Our tour included Klein Constantia, a vineyard more than three centuries old, crowned by a remarkable Cape Dutch homestead, where I learned that the Madame Malbrook 2008 was buttery and smoky, and the eminent Vin de Constance dessert wine — reputedly adored by Napoleon and written about by Jane Austen — is far too sweet for my palate. We cycled, half-tipsy, through the quaint farm known as Buitenverwachting — Afrikaans for “beyond expectation” — then lunched on butternut squash and Gorgonzola salad at Constantia Uitsig, a wine farm and chic hotel where the sunset tasting of the vineyard’s crisp whites and dry sparkling wines left me with fantasies of slinking crates into my suitcase.

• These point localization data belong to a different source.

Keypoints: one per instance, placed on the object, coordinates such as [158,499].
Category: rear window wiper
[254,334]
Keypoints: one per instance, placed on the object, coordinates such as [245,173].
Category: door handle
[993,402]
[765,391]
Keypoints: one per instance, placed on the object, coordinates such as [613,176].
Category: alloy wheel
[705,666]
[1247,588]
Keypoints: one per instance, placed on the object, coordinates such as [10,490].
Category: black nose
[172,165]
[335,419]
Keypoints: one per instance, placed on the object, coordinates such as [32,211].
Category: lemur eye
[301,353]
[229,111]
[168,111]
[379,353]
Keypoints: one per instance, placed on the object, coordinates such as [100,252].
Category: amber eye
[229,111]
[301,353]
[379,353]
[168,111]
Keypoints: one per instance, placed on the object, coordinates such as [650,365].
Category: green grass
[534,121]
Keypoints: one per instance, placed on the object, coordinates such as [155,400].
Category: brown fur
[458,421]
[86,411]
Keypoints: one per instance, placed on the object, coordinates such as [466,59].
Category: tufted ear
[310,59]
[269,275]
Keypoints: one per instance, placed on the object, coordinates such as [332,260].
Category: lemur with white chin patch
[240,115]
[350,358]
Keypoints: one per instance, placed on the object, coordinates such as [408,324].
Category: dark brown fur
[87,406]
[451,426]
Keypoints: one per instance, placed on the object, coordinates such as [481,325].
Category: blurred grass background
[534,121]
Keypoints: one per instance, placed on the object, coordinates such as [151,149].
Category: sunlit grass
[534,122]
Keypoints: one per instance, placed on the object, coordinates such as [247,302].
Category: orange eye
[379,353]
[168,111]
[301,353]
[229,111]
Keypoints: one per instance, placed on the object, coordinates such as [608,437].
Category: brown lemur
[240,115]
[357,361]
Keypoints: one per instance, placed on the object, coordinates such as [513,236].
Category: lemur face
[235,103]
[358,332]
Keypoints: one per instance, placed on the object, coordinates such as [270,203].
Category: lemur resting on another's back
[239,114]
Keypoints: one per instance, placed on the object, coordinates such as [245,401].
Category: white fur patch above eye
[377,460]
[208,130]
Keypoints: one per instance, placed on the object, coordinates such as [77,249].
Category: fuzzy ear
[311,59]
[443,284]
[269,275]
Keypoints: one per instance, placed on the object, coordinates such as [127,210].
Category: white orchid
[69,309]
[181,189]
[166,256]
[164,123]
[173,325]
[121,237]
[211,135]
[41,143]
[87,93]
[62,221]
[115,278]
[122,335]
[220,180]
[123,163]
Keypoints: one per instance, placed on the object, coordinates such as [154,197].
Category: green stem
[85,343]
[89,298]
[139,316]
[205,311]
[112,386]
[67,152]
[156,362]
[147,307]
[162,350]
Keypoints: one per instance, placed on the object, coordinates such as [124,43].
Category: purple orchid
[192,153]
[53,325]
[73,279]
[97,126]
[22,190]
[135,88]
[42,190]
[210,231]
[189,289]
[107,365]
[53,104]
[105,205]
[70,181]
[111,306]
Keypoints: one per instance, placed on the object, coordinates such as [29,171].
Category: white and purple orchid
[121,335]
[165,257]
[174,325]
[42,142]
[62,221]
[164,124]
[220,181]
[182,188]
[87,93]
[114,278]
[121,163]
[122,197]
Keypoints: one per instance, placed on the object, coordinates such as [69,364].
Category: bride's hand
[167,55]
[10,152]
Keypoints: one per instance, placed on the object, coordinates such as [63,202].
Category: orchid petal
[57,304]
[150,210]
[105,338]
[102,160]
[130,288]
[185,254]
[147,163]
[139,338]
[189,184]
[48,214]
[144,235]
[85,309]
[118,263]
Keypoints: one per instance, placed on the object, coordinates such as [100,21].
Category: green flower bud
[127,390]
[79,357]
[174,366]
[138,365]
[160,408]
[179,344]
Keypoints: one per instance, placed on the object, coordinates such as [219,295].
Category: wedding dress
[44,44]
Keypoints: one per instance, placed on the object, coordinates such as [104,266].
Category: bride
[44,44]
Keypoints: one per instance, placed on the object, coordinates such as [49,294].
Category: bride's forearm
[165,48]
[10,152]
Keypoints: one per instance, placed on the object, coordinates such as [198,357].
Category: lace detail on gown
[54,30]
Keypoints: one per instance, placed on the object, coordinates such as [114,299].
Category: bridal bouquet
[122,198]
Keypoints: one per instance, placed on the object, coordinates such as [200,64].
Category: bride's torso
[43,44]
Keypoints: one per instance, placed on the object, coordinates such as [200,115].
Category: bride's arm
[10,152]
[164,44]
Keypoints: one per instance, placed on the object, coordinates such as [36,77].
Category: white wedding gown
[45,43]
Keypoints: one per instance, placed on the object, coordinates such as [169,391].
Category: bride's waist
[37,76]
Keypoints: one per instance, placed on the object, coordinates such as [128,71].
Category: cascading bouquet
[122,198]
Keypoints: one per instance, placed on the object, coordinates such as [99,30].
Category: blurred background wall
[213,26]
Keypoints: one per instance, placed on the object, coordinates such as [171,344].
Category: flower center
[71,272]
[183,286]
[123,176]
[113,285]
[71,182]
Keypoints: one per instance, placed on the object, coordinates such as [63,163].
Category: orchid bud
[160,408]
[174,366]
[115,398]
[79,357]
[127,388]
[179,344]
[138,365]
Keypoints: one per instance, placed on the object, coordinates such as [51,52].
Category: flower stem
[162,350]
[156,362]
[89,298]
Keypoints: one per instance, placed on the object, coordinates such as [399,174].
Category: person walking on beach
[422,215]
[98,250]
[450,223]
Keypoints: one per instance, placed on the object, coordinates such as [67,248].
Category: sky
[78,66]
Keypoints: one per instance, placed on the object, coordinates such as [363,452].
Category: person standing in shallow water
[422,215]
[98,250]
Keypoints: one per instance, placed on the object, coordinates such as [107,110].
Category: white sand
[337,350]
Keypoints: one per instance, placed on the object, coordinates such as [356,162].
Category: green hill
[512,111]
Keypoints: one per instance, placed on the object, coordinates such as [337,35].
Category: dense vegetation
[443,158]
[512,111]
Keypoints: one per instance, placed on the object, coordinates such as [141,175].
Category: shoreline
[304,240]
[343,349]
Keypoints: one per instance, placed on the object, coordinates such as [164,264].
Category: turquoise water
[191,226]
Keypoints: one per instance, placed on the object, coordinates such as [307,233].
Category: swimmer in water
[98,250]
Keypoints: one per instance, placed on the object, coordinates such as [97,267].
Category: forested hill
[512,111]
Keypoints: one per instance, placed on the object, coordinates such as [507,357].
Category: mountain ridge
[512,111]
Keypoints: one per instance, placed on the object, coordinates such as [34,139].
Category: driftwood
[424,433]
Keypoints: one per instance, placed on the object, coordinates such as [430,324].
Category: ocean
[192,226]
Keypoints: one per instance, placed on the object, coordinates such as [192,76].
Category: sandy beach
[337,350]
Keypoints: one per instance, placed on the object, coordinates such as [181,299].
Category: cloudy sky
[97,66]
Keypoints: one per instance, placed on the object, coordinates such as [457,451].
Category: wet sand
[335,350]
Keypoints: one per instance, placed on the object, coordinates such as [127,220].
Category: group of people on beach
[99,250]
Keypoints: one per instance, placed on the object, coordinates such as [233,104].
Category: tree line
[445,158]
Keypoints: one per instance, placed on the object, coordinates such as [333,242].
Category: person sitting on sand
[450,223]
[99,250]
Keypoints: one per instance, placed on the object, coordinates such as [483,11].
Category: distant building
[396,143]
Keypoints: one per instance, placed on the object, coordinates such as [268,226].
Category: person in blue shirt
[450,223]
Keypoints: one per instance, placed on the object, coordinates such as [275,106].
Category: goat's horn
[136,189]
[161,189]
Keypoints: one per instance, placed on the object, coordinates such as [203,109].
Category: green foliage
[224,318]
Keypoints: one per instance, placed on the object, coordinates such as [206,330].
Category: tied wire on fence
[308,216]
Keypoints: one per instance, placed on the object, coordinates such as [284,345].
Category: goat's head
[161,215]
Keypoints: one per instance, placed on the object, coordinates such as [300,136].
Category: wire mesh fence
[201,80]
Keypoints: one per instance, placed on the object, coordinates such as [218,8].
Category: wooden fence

Nights were spent at restaurants where seasonal menus are often locally sourced and all waiters serve up studied ideas about pairings. Informed by the concierge that I was, alas, No. 6 on the waiting list for La Colombe at Uitsig — one of the top-rated restaurants in the Cape — I instead dined at 5 Rooms, a funky dining spot at the newly renovated Alphen Boutique Hotel. Entering the restaurant is a delightful surprise; the 18th-century estate — its Cape Dutch manor house is a national monument — looks magnificently, well, 18th-century on the outside, but the décor is Alice-in-Wonderland funky: animal print rug, playfully ornate crystal chandelier, TV in gilded frame, dub-music soundtrack. I cheated on wine by ordering vodka — homemade thyme-infused Smirnoff was hard to resist — to go with my foie gras and fish.
Given such culinary indulgence, it helps that Constantia is a hiker’s paradise. In Cecilia Forest, a gravel-lined, 1.5-hour walking trail on the eastern slopes of Table Mountain leads to a lovely waterfall; the Alphen Trail, meanwhile, winds along the Diep River and across quaint bridges to Constantiaberg mountain. I spent hours hiking Table Mountain National Park’s Silvermine Nature Reserve, home to eagle nesting sites, peregrine falcons, pesky baboons and stunning 360-degree views of Cape Town, with the sea as backdrop.